All places have different forms of expression, whether it is through art, music, plays or any other aspect that depicts their culture. These “art forms” describe the traditions of the place and distinguish them. Pattachitra is a medium that expresses Oriya and Hindu culture. Folk stories and mythological tales of Hindu culture are depicted in the form of art.
The word Pattachitra comes from two Sanskrit words – “Patta”, which means “cloth”, and “Chitra” which means “picture”. This translation means “pictures on cloth”, the meaning holding more weight than just simple drawings. The major themes are Thia Badhia – depiction of the temple of Jagannath; Krishna Lila – enactment of Jagannath as Lord Krishna displaying his powers as a child; Dasabatara Patti – the ten incarnations of Lord Vishnu and Panchamukhi – depiction of Lord Ganesh as a five-headed deity. More than anything, the themes are clearly the essence of the art form. It is no surprise therefore that the process of preparing the paintings requires undeterred concentration and careful craftsmanship, stretching the preparation time of the patta alone to around five days.
What makes them special is not only the depiction of the Hindu religion and its traditions, but the characters as well. The emphasis given to the expressions and the characters tells a tale, and the stress on colours and painting techniques turn it into a beautiful collaboration between religion, culture and folklore.
There are borders designed intricately to frame the entire picture in each of these works of art. The frame brings the characters of the paintings to life. The intricacies are translated into other art forms as well. The beauty of Pattachitra is that each feature helps the painting stand out – from the design of the border to the use of colours. These paintings are hung as wall decorations; many have tried to imitate the styles, but nothing quite matches up to the level of the Pattachitras.
Painters of the Pattachitras are called “chitrakars”. They invest a lot of time and effort to make the “Patta”, as this art form is associated with spirituality. The paint used is vibrant and earthy, traditionally made of raw materials like mustard, vermillion, tea leaves and conch shells. Although time-consuming, developing the core of the paintings is an art in itself. The process, however, has been consolidated with regular paint. This emphasis is on the main trend – “vintage” in today’s culture. “Vintage” and authenticity play a major role in keeping this art form alive.
The paint is crucial to emphasise the elements in the art form. Something as simple as a floral design or a character is essential to the themes and characterisation as a whole. Just a stroke of a paintbrush and the colour used can depict emotions and clarity with intensity in a Pattachitra. The expressionism and intricate designs can define the entire story and theme in the Pattachitra.

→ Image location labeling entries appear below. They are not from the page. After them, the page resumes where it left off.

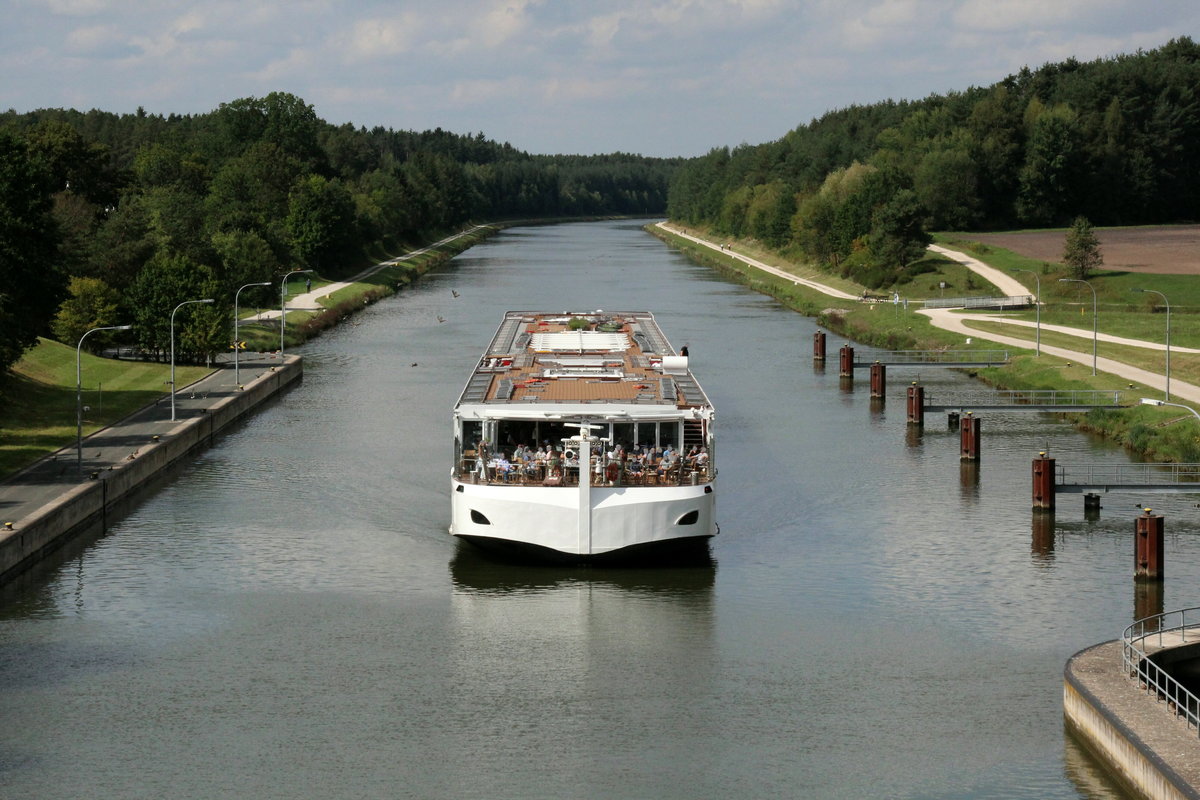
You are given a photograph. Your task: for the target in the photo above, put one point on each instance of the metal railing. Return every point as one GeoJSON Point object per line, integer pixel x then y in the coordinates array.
{"type": "Point", "coordinates": [1013, 301]}
{"type": "Point", "coordinates": [1042, 397]}
{"type": "Point", "coordinates": [1127, 474]}
{"type": "Point", "coordinates": [897, 358]}
{"type": "Point", "coordinates": [468, 471]}
{"type": "Point", "coordinates": [1169, 629]}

The characters and setting of Pattachitra are also quite different from other paintings. Other forms of art have a definite perspective. The Pattachitra defies norms as there is no perspective. The painting is just made to be seen from a close point of view, whether it depicts an action or a story or just a character in it.
In this art form, lines are bold and the pull of the brush has the ability to bring out the subject’s expressions. It can go to the extent of designing the subject’s outfits and postures to even defining the character. The figures of the paintings are distinct in their actions and postures. Again, unlike many other art forms, the “background” mostly consists of designs and the frames rather than actual settings. This can be interpreted differently – some say it almost depicts a dream-like setting or it puts focus on the other details of the painting. The art form stands out as a folk story told by the chitrakars.